5. game role Chinese speech automatic identifying method according to claim 4, which is characterized in that the Gaussian template Generation includes:

Create Gaussian template

Define the size and σ of Gaussian template；

According to the size of template, the center of template is found；

Execute traversal processing, according to the function of Gaussian Profile, the value of each coefficient in calculation template.

6. game role Chinese speech automatic identifying method according to claim 4, which is characterized in that the process of convolution The step of include: the Gaussian template that will obtain as weight and frequency spectrum data execution and multiply calculation processing.

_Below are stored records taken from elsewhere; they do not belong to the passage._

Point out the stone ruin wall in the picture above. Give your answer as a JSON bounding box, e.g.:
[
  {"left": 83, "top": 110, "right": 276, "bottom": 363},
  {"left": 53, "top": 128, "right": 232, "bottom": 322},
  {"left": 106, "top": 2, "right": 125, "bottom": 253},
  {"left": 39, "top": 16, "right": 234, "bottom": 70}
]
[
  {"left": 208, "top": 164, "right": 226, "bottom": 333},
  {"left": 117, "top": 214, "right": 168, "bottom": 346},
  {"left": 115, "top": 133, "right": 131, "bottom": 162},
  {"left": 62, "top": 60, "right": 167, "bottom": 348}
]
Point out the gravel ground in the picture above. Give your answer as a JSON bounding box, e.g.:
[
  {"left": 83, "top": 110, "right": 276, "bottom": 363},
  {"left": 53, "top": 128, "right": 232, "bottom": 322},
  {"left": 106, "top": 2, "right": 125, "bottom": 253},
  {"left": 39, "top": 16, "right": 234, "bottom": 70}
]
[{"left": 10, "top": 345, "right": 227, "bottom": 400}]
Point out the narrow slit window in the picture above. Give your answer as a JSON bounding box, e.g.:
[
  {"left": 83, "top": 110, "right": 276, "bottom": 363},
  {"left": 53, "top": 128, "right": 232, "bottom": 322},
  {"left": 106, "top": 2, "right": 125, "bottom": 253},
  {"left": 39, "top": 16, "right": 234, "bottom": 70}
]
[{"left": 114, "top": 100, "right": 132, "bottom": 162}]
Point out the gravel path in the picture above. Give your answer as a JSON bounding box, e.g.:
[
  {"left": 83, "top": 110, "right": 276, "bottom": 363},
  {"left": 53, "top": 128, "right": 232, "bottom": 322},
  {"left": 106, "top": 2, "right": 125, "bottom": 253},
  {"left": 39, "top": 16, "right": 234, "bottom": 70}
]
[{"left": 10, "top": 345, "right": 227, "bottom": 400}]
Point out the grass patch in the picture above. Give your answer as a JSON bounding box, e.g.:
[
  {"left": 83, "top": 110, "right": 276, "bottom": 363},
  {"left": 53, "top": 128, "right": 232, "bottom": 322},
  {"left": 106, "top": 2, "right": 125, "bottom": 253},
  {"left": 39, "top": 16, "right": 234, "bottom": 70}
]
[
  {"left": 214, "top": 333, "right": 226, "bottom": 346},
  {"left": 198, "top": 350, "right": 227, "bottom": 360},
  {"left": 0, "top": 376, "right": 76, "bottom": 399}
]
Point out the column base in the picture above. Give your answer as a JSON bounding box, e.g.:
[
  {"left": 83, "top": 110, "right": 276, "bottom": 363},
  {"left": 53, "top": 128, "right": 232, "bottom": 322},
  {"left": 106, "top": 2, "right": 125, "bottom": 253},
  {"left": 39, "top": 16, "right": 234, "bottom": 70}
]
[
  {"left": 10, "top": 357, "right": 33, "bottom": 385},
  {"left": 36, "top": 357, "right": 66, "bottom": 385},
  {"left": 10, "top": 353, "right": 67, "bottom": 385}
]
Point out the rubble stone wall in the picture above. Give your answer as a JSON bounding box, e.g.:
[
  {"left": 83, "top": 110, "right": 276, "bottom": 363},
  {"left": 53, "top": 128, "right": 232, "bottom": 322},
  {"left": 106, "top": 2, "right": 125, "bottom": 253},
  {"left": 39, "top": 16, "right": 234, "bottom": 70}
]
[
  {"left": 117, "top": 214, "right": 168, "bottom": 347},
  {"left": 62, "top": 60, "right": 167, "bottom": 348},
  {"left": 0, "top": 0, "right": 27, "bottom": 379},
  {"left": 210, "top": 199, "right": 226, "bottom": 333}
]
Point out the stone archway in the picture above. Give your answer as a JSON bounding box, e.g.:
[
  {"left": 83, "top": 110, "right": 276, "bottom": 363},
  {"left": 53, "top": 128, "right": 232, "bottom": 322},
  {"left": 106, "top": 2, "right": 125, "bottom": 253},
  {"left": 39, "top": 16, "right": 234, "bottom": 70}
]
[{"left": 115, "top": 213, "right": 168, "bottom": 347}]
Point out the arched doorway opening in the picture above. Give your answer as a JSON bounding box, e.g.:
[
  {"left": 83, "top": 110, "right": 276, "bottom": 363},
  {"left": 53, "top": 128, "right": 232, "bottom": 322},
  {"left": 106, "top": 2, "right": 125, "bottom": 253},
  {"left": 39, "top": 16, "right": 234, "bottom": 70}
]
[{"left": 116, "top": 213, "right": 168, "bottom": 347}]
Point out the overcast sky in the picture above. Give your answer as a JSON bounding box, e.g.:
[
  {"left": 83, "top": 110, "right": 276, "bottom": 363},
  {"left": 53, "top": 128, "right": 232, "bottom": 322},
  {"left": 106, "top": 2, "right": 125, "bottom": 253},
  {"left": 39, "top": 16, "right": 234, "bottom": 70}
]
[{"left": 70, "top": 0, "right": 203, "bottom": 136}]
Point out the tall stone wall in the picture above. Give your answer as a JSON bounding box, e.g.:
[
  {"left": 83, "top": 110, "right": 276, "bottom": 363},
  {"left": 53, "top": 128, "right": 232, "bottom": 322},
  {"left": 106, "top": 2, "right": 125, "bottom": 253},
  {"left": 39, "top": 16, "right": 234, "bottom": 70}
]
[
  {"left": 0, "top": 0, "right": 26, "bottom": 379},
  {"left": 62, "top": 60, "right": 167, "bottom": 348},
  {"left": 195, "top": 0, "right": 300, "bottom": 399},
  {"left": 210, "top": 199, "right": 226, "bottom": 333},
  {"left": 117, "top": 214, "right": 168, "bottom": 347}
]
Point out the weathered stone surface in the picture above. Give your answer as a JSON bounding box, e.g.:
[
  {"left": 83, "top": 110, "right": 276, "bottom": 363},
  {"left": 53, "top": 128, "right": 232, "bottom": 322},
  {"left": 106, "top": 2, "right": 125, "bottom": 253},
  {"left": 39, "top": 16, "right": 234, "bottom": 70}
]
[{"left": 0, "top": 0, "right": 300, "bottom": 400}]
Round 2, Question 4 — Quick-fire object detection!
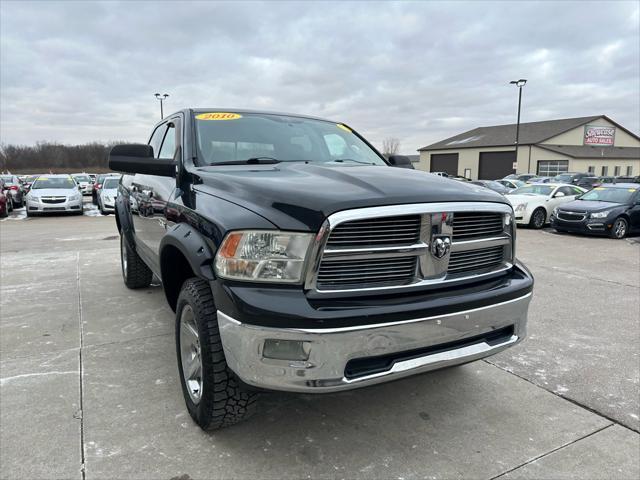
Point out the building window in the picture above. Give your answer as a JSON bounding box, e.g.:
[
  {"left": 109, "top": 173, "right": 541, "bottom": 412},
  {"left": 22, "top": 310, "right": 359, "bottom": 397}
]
[{"left": 536, "top": 160, "right": 569, "bottom": 177}]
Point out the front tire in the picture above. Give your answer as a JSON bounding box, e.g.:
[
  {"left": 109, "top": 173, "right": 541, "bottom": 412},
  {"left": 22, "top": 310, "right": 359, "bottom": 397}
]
[
  {"left": 609, "top": 217, "right": 629, "bottom": 240},
  {"left": 529, "top": 208, "right": 547, "bottom": 230},
  {"left": 120, "top": 232, "right": 153, "bottom": 289},
  {"left": 176, "top": 278, "right": 258, "bottom": 431}
]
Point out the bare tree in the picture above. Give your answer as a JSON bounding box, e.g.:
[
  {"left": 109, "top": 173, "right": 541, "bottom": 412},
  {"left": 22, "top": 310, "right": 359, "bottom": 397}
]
[{"left": 382, "top": 137, "right": 400, "bottom": 157}]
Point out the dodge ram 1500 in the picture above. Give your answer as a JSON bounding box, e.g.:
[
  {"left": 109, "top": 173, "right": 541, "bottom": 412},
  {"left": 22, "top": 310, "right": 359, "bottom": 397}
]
[{"left": 109, "top": 109, "right": 533, "bottom": 430}]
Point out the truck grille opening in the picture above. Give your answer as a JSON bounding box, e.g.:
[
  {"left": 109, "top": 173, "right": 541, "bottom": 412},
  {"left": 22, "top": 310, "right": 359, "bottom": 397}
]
[
  {"left": 326, "top": 215, "right": 420, "bottom": 248},
  {"left": 447, "top": 246, "right": 504, "bottom": 273},
  {"left": 312, "top": 202, "right": 513, "bottom": 294},
  {"left": 453, "top": 212, "right": 504, "bottom": 241},
  {"left": 317, "top": 256, "right": 417, "bottom": 289},
  {"left": 344, "top": 325, "right": 515, "bottom": 379}
]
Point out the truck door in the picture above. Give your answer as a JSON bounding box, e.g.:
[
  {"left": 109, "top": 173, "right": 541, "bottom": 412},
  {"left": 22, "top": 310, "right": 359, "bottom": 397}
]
[{"left": 131, "top": 117, "right": 181, "bottom": 272}]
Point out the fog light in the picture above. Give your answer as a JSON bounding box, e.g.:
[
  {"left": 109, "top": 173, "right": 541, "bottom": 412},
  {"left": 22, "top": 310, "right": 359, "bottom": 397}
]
[{"left": 262, "top": 339, "right": 311, "bottom": 360}]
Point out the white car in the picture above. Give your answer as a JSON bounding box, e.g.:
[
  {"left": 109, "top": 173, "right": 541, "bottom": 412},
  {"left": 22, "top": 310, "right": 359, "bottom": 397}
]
[
  {"left": 505, "top": 183, "right": 586, "bottom": 228},
  {"left": 71, "top": 173, "right": 93, "bottom": 195},
  {"left": 27, "top": 175, "right": 83, "bottom": 217},
  {"left": 98, "top": 176, "right": 120, "bottom": 215}
]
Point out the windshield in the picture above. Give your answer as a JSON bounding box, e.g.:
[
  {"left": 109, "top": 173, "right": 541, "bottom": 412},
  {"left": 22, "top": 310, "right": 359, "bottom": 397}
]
[
  {"left": 31, "top": 177, "right": 76, "bottom": 190},
  {"left": 102, "top": 178, "right": 120, "bottom": 190},
  {"left": 509, "top": 185, "right": 553, "bottom": 196},
  {"left": 578, "top": 187, "right": 638, "bottom": 203},
  {"left": 195, "top": 112, "right": 386, "bottom": 166}
]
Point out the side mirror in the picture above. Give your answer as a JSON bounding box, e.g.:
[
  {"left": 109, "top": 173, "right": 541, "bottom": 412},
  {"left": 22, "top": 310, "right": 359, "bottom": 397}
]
[
  {"left": 389, "top": 155, "right": 414, "bottom": 170},
  {"left": 109, "top": 143, "right": 176, "bottom": 177}
]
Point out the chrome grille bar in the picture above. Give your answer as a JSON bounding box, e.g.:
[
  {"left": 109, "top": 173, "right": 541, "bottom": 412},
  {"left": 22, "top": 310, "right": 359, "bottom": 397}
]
[{"left": 305, "top": 202, "right": 515, "bottom": 294}]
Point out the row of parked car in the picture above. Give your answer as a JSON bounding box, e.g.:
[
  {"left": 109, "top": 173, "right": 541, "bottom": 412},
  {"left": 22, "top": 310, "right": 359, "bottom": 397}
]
[
  {"left": 0, "top": 173, "right": 120, "bottom": 217},
  {"left": 438, "top": 172, "right": 640, "bottom": 239}
]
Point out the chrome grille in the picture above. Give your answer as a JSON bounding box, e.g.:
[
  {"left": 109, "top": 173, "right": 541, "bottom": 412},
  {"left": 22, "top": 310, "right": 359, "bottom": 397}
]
[
  {"left": 558, "top": 210, "right": 587, "bottom": 222},
  {"left": 327, "top": 215, "right": 420, "bottom": 248},
  {"left": 447, "top": 246, "right": 504, "bottom": 274},
  {"left": 453, "top": 212, "right": 504, "bottom": 241},
  {"left": 317, "top": 256, "right": 416, "bottom": 288},
  {"left": 40, "top": 197, "right": 67, "bottom": 203}
]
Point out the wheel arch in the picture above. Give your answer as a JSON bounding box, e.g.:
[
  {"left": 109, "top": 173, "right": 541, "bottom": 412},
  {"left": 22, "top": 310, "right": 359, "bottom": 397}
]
[{"left": 160, "top": 223, "right": 215, "bottom": 311}]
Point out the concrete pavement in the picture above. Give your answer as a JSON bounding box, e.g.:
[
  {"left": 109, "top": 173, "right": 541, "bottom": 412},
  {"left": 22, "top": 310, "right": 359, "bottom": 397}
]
[{"left": 0, "top": 211, "right": 640, "bottom": 479}]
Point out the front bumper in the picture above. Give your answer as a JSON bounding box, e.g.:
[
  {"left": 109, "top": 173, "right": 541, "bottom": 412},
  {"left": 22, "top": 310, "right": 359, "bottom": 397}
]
[
  {"left": 218, "top": 270, "right": 533, "bottom": 392},
  {"left": 27, "top": 197, "right": 82, "bottom": 213}
]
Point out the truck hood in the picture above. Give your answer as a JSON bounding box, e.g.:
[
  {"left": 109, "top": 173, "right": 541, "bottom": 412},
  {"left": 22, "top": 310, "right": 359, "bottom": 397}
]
[
  {"left": 193, "top": 162, "right": 506, "bottom": 231},
  {"left": 559, "top": 200, "right": 624, "bottom": 212}
]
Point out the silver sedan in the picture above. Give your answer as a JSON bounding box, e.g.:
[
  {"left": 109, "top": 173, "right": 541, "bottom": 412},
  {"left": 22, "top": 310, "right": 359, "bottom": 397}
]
[{"left": 27, "top": 175, "right": 83, "bottom": 216}]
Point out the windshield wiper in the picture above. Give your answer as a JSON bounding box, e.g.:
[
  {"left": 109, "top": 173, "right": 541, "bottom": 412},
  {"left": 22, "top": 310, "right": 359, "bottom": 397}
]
[
  {"left": 332, "top": 158, "right": 375, "bottom": 165},
  {"left": 208, "top": 157, "right": 280, "bottom": 167}
]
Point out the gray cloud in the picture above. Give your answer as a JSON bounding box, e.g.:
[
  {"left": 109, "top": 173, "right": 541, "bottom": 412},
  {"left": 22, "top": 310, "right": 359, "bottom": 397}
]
[{"left": 0, "top": 1, "right": 640, "bottom": 153}]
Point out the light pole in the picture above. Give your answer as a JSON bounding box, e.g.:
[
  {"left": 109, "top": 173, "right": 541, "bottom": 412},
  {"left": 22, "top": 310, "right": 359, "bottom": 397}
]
[
  {"left": 155, "top": 93, "right": 169, "bottom": 120},
  {"left": 509, "top": 78, "right": 528, "bottom": 173}
]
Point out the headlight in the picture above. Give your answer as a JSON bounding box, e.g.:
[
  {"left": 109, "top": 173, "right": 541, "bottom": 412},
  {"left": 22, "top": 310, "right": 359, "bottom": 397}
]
[{"left": 215, "top": 230, "right": 313, "bottom": 283}]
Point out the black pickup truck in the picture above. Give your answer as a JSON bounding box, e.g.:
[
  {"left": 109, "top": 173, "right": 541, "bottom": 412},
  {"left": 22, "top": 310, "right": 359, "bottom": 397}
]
[{"left": 109, "top": 109, "right": 533, "bottom": 430}]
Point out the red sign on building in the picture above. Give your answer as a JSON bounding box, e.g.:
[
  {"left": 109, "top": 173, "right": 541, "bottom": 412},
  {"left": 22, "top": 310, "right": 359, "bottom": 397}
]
[{"left": 584, "top": 125, "right": 616, "bottom": 147}]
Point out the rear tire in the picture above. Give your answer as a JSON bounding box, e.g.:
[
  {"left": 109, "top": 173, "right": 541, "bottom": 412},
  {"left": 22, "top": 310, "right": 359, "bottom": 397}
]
[
  {"left": 176, "top": 278, "right": 258, "bottom": 431},
  {"left": 609, "top": 217, "right": 629, "bottom": 240},
  {"left": 120, "top": 233, "right": 153, "bottom": 289},
  {"left": 529, "top": 207, "right": 547, "bottom": 230}
]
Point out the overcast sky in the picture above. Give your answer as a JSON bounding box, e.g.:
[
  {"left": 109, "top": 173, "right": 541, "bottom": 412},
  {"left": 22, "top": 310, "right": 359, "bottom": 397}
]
[{"left": 0, "top": 0, "right": 640, "bottom": 154}]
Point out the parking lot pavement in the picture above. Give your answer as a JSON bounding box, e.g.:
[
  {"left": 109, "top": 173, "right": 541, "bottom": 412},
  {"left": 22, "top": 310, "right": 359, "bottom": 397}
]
[
  {"left": 488, "top": 229, "right": 640, "bottom": 431},
  {"left": 0, "top": 216, "right": 640, "bottom": 479}
]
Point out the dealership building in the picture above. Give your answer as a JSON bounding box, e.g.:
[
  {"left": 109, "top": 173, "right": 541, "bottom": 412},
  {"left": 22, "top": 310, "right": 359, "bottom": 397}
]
[{"left": 415, "top": 115, "right": 640, "bottom": 180}]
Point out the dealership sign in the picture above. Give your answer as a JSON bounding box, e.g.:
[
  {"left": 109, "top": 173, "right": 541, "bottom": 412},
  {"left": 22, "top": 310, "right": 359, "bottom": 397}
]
[{"left": 584, "top": 125, "right": 616, "bottom": 147}]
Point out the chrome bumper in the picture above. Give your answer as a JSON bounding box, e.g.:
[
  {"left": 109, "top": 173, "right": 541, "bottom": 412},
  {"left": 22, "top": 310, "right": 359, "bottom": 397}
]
[{"left": 218, "top": 293, "right": 532, "bottom": 393}]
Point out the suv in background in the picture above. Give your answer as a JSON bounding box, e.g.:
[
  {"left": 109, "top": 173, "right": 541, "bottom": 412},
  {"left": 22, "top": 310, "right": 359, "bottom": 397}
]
[{"left": 109, "top": 109, "right": 533, "bottom": 430}]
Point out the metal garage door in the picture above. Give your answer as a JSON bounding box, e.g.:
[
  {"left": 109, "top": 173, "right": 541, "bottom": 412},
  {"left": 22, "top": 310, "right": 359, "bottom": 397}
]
[
  {"left": 478, "top": 151, "right": 516, "bottom": 180},
  {"left": 430, "top": 153, "right": 458, "bottom": 175}
]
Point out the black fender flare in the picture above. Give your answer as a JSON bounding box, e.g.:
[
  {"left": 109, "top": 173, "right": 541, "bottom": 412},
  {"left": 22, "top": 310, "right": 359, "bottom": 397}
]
[{"left": 159, "top": 223, "right": 215, "bottom": 281}]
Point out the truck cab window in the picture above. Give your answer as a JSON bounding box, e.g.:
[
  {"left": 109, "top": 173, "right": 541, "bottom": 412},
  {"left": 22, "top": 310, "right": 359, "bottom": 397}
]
[{"left": 158, "top": 125, "right": 176, "bottom": 159}]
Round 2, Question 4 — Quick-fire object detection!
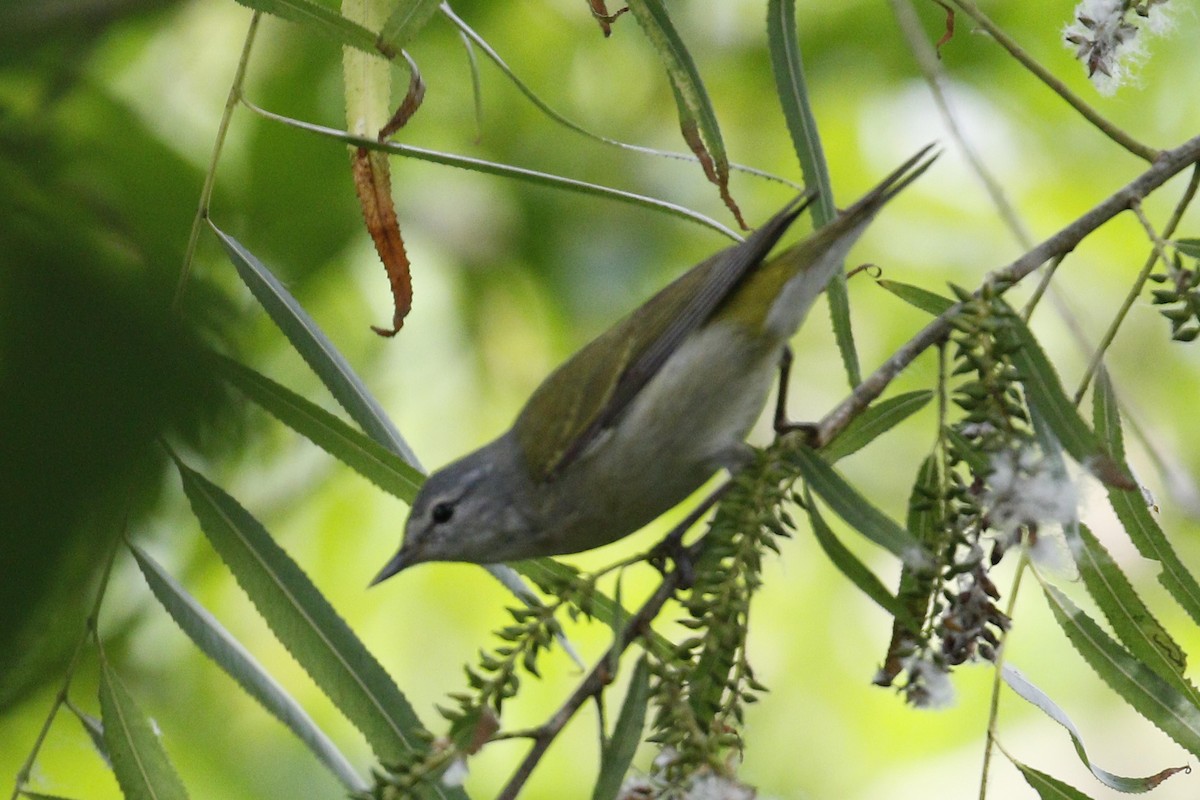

7. game role Chinese speech automatic identifying method according to claim 1, which is characterized in that the acquisition resonance The step of peak data includes: the peak F 1 for calculating frequency spectrum data, F2, F3, obtains resonance peak data.

8. game role Chinese speech automatic identifying method according to claim 1, which is characterized in that the generation shape of the mouth as one speaks The step of animation data includes:

The vowel shape of the mouth as one speaks that present frame hair is identified according to formant feature, matches corresponding vowel animation and weight；

Mouth shape cartoon data based on the whole section of every frame of speech production；

Mouth shape cartoon data after preservation are tested in gaming.

9. game role Chinese speech automatic identifying method according to claim 1, which is characterized in that this method is also wrapped It includes:

Create the editing machine for finely tuning weight threshold and vowel animation, and, according to fine tuning weight threshold and vowel animation into Row automatically generates the mouth shape cartoon of corresponding version.